Die Gespräche mit der mitfühlenden Stella wecken bei Elaha Zweifel an den traditionellen Zwängen, unter denen sie lebt. Zugleich begreift sie, dass die bevorstehende Ehe ihre Hoffnung auf Unabhängigkeit nicht erfüllen wird. Nasim kehrt immer mehr den patriarchalen „Beschützer“ heraus. Und was außer ihr niemand weiß: Ihre Jungfräulichkeit ist bereits dahin. Aufatmen kann sie nur in Gegenwart ihres ehemaligen Mitschülers Yusuf (Slavko Popadic), der ihr als einziger keine Vorschriften macht. Er wäre ein besserer Partner für sie, aber da er kein Kurde ist, wäre er für die Familie nicht akzeptabel.

 

Zwischen Anspruch und Begehren

 

Im Gegensatz zu manchen didaktischen, mitunter recht eindimensionalen Filmen über junge Frauen in geschlossenen Gemeinschaften wertet Regisseurin Aboyan nicht.

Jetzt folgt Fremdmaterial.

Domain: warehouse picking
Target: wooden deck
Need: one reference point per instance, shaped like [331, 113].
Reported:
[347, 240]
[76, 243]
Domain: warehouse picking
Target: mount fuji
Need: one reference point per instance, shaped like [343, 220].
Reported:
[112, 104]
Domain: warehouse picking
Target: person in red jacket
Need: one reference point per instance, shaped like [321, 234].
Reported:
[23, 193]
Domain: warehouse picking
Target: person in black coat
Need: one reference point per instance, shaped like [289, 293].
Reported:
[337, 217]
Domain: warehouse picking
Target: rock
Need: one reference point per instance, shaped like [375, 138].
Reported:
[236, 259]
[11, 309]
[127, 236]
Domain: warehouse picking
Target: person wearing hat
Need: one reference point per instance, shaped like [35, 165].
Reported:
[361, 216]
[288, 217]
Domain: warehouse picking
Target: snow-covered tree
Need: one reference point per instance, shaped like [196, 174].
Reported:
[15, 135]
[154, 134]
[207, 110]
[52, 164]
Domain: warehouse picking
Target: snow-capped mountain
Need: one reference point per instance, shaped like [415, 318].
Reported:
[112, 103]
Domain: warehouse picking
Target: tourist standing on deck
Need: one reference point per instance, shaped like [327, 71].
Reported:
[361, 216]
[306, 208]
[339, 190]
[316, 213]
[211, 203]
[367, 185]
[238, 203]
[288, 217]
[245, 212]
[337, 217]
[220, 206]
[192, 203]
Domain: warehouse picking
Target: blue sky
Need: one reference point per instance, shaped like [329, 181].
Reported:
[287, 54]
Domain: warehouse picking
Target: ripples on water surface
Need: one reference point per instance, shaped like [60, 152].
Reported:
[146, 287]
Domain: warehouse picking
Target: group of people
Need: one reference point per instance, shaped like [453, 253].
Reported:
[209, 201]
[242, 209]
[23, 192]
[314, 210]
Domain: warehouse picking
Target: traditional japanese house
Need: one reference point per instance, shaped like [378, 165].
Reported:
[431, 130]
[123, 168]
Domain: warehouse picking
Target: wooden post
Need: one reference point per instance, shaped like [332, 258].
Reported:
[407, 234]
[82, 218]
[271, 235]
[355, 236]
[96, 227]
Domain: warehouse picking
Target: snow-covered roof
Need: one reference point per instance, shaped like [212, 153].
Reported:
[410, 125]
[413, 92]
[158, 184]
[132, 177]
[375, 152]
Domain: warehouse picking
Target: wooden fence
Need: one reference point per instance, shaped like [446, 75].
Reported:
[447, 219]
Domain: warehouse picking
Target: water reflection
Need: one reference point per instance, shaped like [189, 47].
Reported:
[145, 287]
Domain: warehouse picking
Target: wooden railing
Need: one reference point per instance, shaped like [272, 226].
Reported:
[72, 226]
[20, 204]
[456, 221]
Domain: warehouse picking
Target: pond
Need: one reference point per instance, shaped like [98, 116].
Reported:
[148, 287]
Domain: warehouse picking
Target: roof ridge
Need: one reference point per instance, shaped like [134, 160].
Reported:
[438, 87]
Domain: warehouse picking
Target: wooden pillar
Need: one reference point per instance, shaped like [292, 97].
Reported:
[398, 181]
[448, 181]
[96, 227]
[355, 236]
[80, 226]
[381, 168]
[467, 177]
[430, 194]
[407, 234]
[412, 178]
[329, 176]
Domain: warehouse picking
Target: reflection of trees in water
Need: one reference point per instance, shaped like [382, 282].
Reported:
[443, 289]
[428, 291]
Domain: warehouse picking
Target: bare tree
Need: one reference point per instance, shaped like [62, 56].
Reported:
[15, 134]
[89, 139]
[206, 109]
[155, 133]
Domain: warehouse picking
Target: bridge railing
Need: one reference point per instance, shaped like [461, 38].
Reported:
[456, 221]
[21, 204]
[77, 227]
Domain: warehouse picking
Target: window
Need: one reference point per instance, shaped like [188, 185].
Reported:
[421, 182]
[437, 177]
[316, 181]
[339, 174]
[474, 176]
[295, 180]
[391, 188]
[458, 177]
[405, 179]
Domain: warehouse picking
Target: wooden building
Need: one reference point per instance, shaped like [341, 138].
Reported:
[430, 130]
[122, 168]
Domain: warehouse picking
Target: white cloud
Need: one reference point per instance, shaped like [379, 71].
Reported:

Sie schaut einfach genau hin, vermeidet Klischees in der Charakterzeichnung und überlässt es dem Publikum, eigene Schlüsse zu ziehen. Empathisch und präzise beobachtend folgt sie der gehetzten Hauptfigur durch ihren Alltag zwischen Familie, Treffen mit Freundinnen, ihrem Nebenjob in einer Reinigung und den Hochzeitsvorbereitungen.

 

Dabei ist die Kamera immer ganz nahe bei ihr und gibt nur selten den Blick frei auf die Stadtlandschaft. Nur außerhalb der engen Nachbarschaftsgrenzen weitet sich die Perspektive, etwa bei einem Waldspaziergang mit Yusuf. Die überragende Bayan Layla spielt die Hauptrolle sowohl zart und zerbrechlich als auch unnahbar und getrieben. Sie verkörpert glaubhaft eine junge Frau, die alle Last der Welt auf ihren Schultern spürt.

 

Raum für Hoffnung

 

Elaha ist zerrissen zwischen den eigenen Ansprüchen an sich selbst, als Tochter und künftige Ehefrau – und ihren eigentlichen Wünschen, nicht zuletzt ihrem sexuellen Begehren. Die Inszenierung schafft Nähe und Mitgefühl, lässt aber wie das offene Ende noch Raum für eigene Gedanken und für die Hoffnung, dass die junge Frau schließlich ihren Weg finden wird.